Introduction

Concerns have been raised on the use of metal-on-metal total hip arthroplasty (MoM THA) because of frequent early revision rates [1], raised cobalt and chrome serum levels in the blood and their possible toxicological effects [2], and the occurrence of cystic and/or solid massed, or so-called pseudotumors, in the periprosthetic tissue [3]. Recent studies show that the incidence of pseudotumors is comparable with other THA systems such as cobalt on polyethylene and metal on polyethylene [4, 5]. MoM THA-induced pseudotumors can cause compression of the neurovascular bundle [6, 7]. This had also been described for conventional THA, although this pseudotumor compression was associated with a broken or worn-out inlay, which induces a MoM reaction [8, 9]. A possible explanation could be that the MoM reaction stimulates the formation of pseudotumors with a larger mass than those observed in conventional THA, although recent research rejected this suggestion [4]. Associations between the presence of a pseudotumor and serum cobalt levels have been described [10]. High local cobalt values may induce pseudotumor formation and are known to cause osteolysis [11]. Risk factors for the formation of a pseudotumor are cobalt >5 μg/l [10], female gender [12, 13], pain [14], and a high inclination angle >55° [15]. Despite the observed associations and risk factors, the exact mechanism of THA-induced pseudotumors is still unclear. Pseudotumors are well defined on MRI and three grading systems have been described in the orthopedic literature by Anderson [16], Matthies [17], and Hauptfleisch [3]. Table 1 provides details of the scoring systems.

Table 1 Comparison of the three grading systems

Van der Weegen et al. [18] described kappa values for all three classification systems (49 hips) and Chang et al. [14] describes a kappa for the Anderson classification (192 hips).
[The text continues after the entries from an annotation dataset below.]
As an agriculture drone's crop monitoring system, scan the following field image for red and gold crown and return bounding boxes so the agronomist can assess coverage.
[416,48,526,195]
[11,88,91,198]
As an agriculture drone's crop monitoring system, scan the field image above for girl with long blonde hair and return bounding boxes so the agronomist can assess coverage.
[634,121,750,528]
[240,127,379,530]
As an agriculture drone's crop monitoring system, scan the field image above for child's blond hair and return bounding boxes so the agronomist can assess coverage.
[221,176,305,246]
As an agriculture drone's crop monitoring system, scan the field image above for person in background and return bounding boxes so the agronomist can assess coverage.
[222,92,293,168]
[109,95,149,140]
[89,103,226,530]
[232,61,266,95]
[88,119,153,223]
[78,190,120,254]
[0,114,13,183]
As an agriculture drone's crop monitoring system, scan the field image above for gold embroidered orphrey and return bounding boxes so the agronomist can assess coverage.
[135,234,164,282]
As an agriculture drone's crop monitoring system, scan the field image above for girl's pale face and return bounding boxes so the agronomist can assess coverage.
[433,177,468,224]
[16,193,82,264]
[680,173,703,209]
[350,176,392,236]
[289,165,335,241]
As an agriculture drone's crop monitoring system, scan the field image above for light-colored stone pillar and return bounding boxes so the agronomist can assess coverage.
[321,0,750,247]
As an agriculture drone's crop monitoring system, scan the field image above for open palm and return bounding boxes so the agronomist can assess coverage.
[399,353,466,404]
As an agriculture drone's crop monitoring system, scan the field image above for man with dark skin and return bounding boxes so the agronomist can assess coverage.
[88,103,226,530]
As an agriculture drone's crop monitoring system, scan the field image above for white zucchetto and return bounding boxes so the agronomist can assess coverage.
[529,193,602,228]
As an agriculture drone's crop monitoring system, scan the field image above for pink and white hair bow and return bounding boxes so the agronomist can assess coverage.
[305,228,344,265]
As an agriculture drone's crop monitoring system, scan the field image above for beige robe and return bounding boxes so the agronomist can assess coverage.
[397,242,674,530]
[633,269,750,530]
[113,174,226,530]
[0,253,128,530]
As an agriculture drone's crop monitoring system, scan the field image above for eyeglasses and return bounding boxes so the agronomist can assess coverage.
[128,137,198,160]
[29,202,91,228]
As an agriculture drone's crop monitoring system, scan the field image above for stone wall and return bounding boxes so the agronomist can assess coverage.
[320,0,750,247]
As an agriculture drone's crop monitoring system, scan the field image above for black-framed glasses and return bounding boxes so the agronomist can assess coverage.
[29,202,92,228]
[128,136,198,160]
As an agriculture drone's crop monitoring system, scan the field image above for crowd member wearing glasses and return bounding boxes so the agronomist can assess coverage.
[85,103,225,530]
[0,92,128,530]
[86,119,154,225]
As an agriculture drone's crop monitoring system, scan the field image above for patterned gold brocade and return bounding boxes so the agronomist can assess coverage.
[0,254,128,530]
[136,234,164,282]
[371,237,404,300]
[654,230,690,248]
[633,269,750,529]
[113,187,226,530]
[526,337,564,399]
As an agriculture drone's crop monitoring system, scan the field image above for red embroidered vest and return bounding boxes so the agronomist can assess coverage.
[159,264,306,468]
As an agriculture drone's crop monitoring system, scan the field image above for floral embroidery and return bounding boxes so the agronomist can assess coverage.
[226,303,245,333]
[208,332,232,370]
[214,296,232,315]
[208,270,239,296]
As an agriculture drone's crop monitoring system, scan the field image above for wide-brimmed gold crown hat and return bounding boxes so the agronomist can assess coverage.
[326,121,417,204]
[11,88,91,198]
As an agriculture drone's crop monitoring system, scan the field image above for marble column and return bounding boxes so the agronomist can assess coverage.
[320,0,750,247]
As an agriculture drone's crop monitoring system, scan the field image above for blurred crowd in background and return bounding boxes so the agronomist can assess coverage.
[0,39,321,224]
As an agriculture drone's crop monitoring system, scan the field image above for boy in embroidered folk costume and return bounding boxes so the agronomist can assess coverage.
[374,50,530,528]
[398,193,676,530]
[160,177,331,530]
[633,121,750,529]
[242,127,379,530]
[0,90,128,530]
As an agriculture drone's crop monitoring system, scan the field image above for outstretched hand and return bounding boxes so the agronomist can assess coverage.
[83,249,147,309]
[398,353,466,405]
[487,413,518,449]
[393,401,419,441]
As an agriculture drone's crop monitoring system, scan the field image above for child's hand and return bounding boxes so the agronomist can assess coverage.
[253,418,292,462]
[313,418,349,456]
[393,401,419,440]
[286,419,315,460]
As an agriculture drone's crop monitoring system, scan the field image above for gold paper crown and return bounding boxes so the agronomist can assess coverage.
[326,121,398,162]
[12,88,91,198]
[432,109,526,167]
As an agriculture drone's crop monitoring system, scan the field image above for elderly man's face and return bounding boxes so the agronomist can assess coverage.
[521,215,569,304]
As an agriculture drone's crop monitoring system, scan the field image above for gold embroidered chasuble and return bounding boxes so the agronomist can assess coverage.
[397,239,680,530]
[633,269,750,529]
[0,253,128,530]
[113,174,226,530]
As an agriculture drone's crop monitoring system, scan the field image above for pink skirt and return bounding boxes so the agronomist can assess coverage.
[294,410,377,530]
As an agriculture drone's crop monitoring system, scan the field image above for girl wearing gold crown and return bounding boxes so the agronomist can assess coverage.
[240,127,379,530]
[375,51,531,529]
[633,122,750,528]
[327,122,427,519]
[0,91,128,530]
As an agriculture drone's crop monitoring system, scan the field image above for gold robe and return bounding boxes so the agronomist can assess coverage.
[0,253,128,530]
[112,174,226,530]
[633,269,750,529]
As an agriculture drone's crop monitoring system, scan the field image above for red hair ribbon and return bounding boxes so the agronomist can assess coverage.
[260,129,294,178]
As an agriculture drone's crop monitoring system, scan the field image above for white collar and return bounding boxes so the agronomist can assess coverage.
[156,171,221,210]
Importantly, other radiological studies on pseudotumors do not report a kappa value and therefore the results should be interpreted with caution [3, 19,20,21]. The reproducibility of these grading systems is of clinical importance and may help to unravel the etiology of a pseudotumor.

The aims of this study were to describe the classification of pseudotumors in a preselected cohort by utilizing metal artifact-reducing sequences magnetic resonance imaging (MARS-MRI) in a high-risk and low-risk group for pseudotumor development, and to study the interobserver reliability of three different pseudotumor grading systems in a large single cohort of MoM THA (240 hips).

Patients and methods

Our investigation reviewed 377 uncemented MoM THA performed in our institution between February 2008 and January 2011. In all cases, a cobalt and chromium bearing couple consisting of a monoblock acetabular cup with a 38-mm fixed size head design was implanted (M2a-38; Biomet, Warsaw, IN, USA). The cup size ranged from 48 mm to 64 mm. All patients received a press-fit titanium femoral stem (Taperloc, Biomet, Warsaw, IN, USA).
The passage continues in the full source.